I was too busy chewing to do more than nod. Jake poured coffee for both of us, setting mine in front of me and coming around the end of the counter with his, and a plate piled high with French toast, to sit next to me.
We ate in silence. I resisted the urge to lick my plate clean, instead using the last pieces of French toast to clean up the syrup and whipped cream. I sat back, sighing, relaxed and content.
“Abby, there’s something I wanted to ask you.” Jake pushed his empty plate away, looking at me.
“Okay. What is it?” There was hesitancy in his eyes, not quite the confident Jake I had grown use to.
“I’d like us to go to a BDSM club. There’s one in Houston; I think it would be good for us to see how other doms and subs interact, maybe learn something.”
He turned toward me, taking my hand. “I’m asking you…not demanding that you go. But I think it would be a good idea.”
I thought about this for a minute. There didn’t seem to be a down-side. We’d get a different perspective, see how others acted. I nodded.
“I think it’s a good idea. We’re kind of in our own little bubble here. Seeing others… meeting others…yeah. I think it would be good.”
Jake’s face relaxed, a broad smile on his face. “Good. I’m glad. I’ll make the arrangements. From what I’ve heard about of the club, you need an invitation. I’ll take care of it and let you know when we can go.”
***
Jake and I fell into a routine over the next couple weeks, while we waited for an invitation to the club. We’d have dinner during the week, spend the evening at Jake’s, in the bed in the tower room, and he’d drive me home later. During the week the bed was dressed in soft linens and blankets and pillows, a stark contrast from the plain black sheet of the weekend.
***
It was during one of these dinners that Jake presented me with an elegantly wrapped box. We weren’t in session so I was free to oh and ah as much as I wanted…and to question what it was.
“Open it, Abby.” Jake was patiently waiting for me to untie the cream colored satin ribbon. The black wrapping paper fell away from a black velvet box. I opened it cautiously, peering beneath the cover.
“It’s not going to bite you, Abby.” Jake was laughing at my trepidation. “It’s not alive.”
The box held a necklace, a length of interlocking rings that looked like a miniature piece of chainmail. It was beautifully constructed, weighty and solid as I held it in my hand, but sinuous and sensual as it flowed over my fingers.
“Jake, it’s beautiful.” I looked at him. He appeared to be waiting for me to say something else.
“Thank you.” After a beat of silence he took the chain, turning it in my hands until the clasp faced me.
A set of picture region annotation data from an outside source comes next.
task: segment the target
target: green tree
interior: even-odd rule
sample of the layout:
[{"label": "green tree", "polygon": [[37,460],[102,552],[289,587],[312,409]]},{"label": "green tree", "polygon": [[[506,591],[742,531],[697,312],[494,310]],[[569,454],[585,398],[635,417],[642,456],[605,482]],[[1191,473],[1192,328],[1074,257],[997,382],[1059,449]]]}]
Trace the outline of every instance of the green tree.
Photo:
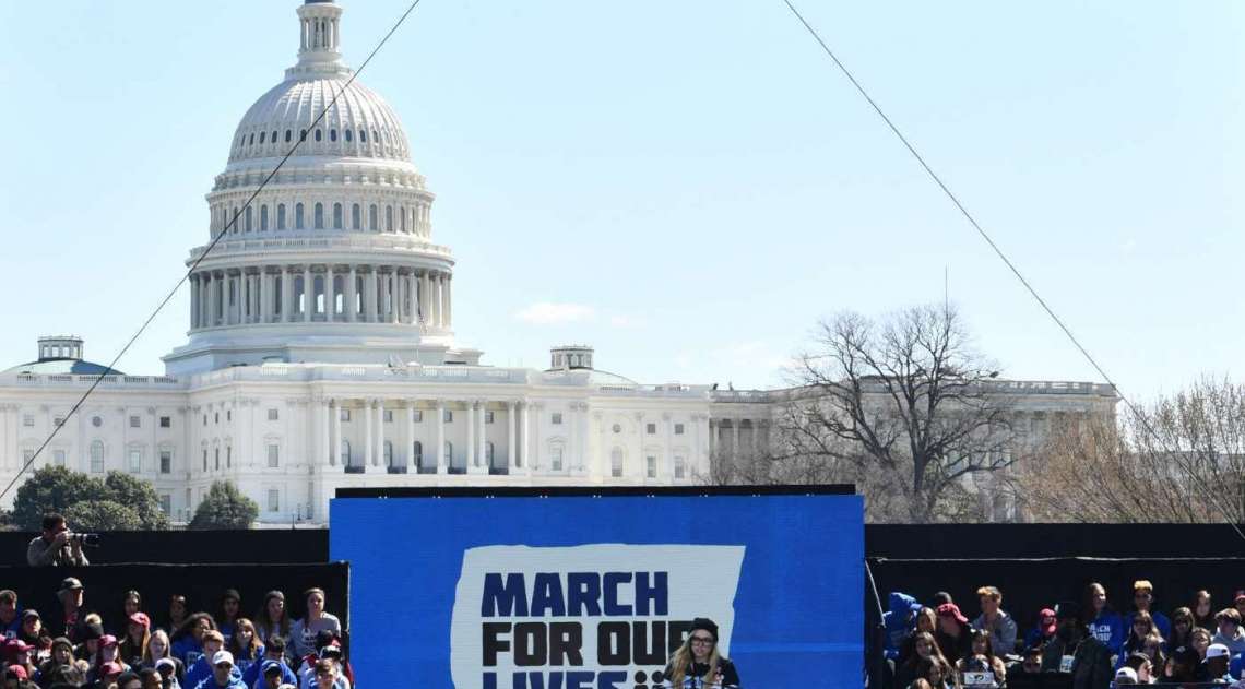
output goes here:
[{"label": "green tree", "polygon": [[65,509],[65,520],[75,531],[142,531],[138,512],[115,500],[88,500]]},{"label": "green tree", "polygon": [[100,479],[63,466],[44,466],[17,489],[12,522],[20,529],[39,531],[47,512],[65,512],[72,505],[106,499],[107,489]]},{"label": "green tree", "polygon": [[199,502],[190,520],[190,529],[205,531],[210,529],[250,529],[259,516],[259,505],[243,495],[238,486],[229,481],[215,481],[208,490],[208,496]]},{"label": "green tree", "polygon": [[159,509],[159,495],[149,483],[125,471],[108,471],[103,485],[108,500],[125,505],[134,512],[138,520],[138,526],[134,529],[148,531],[168,529],[168,515]]}]

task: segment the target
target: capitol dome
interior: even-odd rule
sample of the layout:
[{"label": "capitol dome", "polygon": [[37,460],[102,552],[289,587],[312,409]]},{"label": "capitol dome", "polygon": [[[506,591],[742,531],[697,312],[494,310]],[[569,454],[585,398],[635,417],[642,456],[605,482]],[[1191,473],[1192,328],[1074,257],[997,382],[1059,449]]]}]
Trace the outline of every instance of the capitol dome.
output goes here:
[{"label": "capitol dome", "polygon": [[402,123],[341,58],[340,5],[298,7],[298,62],[234,131],[190,251],[171,374],[270,362],[477,363],[453,344],[454,260]]}]

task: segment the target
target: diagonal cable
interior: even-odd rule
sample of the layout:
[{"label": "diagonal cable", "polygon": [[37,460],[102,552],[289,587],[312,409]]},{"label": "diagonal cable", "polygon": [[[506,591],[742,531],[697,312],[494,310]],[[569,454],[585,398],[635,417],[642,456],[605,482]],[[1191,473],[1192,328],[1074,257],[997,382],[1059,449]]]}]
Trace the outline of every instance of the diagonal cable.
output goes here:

I looked closely; it was a tiny pair of interlocked handcuffs.
“It’s a slave necklace. I thought it would be more comfortable—and prettier—to wear on a daily basis than the leather collar. We’ll save that for sessions.”
I looked down at the necklace, and all that it represented, the weight it carried, not just in its solid silver links but between Jake and I. I closed my eyes for a moment. While this wasn’t a traditional relationship, the necklace seemed to represent a commitment of some kind. Did I want that commitment, and that responsibility?
I looked up at Jake. There were so many emotions playing across his face, but the biggest one was something akin to fear. I held his gaze for a moment and then held the necklace out to him. He almost flinched away from me, but took the chain.
“Would you put it on for me?” I turned on the banquette, lifting the hair from my neck. After a moment, I felt the cool silver against my skin, the weight settle on my neck. There was a tiny click as Jake fastened the clasp, a soft sound but it seemed to echo through the restaurant.
I turned back to Jake. The look of relief on his face was so palpable, I would have laughed. But I didn’t think that was the right thing to do at the moment. Instead I leaned forward, kissing him gently, brushing my lips over his, my tongue catching a hint of the bourbon he’d had before dinner.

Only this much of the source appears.